4) Relevant test cases and examples.

I will explain the implementations in more detail below.

1) Regularized and Weighted ELMs

Assuming H is the hidden activations, $\beta$ is the hidden layer outgoing weights, and y is the target vector; regularized ELMs solves the following equation,

$\beta = (HH' + I/C)'Hy$
where I is the identity matrix.

The regularization term C determines the decision boundary degree of linearity. Figure 1 shows how regularization - or reducing C - leads to a linear function.

(Figure 1: non-regularized (left side) vs. regularized (right side) decision boundary)
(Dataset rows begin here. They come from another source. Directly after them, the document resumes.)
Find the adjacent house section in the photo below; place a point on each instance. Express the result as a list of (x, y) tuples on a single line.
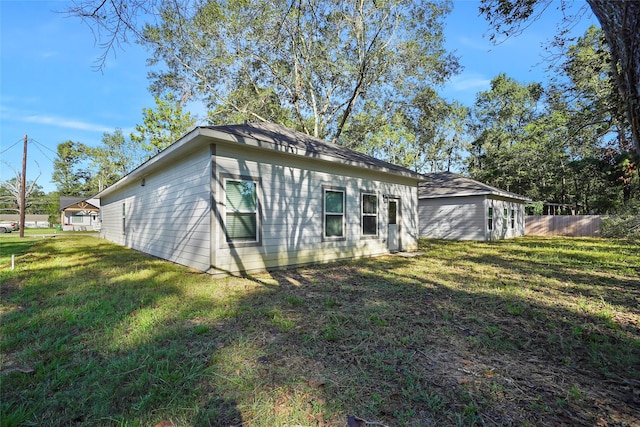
[(459, 208), (79, 213), (242, 198), (30, 220)]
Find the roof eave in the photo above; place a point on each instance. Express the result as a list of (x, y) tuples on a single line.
[(205, 134)]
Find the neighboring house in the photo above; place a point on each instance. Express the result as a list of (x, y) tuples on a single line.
[(458, 208), (79, 213), (243, 198), (30, 220)]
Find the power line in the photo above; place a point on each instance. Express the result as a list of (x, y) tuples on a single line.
[(39, 146), (13, 145)]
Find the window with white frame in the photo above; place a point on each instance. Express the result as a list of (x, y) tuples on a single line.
[(334, 211), (490, 219), (241, 210), (369, 219), (505, 218)]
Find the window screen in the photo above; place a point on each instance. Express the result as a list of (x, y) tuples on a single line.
[(334, 213)]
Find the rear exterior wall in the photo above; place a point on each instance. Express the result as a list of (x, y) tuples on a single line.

Weighted ELMs is different from regularized ELMs, in that a diagonal weight matrix $W$ is added to the equation, yielding the following,

$\beta = (HWH' + I/C)'HWy$

Index $(i, i)$ in $W$ corresponds to how much weight is given to sample $i$, depending on the sample's class. This scheme is used to address the problem with imbalanced datasets; where a class is underrepresented by having few samples compared to other classes and therefore ignored by classifiers. Such minority classes are given higher weights such that the decision boundary is pushed away from them. Figure 2 shows the difference between applying weighting schemes for the minority class, the orange samples.

                   (Figure 2: no weights (left side); 0.618/(#samples) weight given to each class                                (middle side); 1000 weight cost given to the orange class (right side))

2) Sequential ELMs

Dealing with million sample datasets is problematic when they have to be in memory all at once for training. Sequential ELMs mitigates this limitation by breaking the dataset into batches and trains on them by per-batch basis using a recursive equation which is but a subtle representation of ELM's original equation. Unfortunately the implementation does not support weights yet.

3) Kernels for ELMs
The standard initialization of ELM input weights is the result of a random kernel. However, other kernels, which are best known for training SVMs, can be used to get new hidden activations - like Radial Basis Function, Linear kernel, and the Polynomial kernel.

For the remaining time of GSoC 2014, I will complete the ELMs documentation and add any necessary changes for the completed work.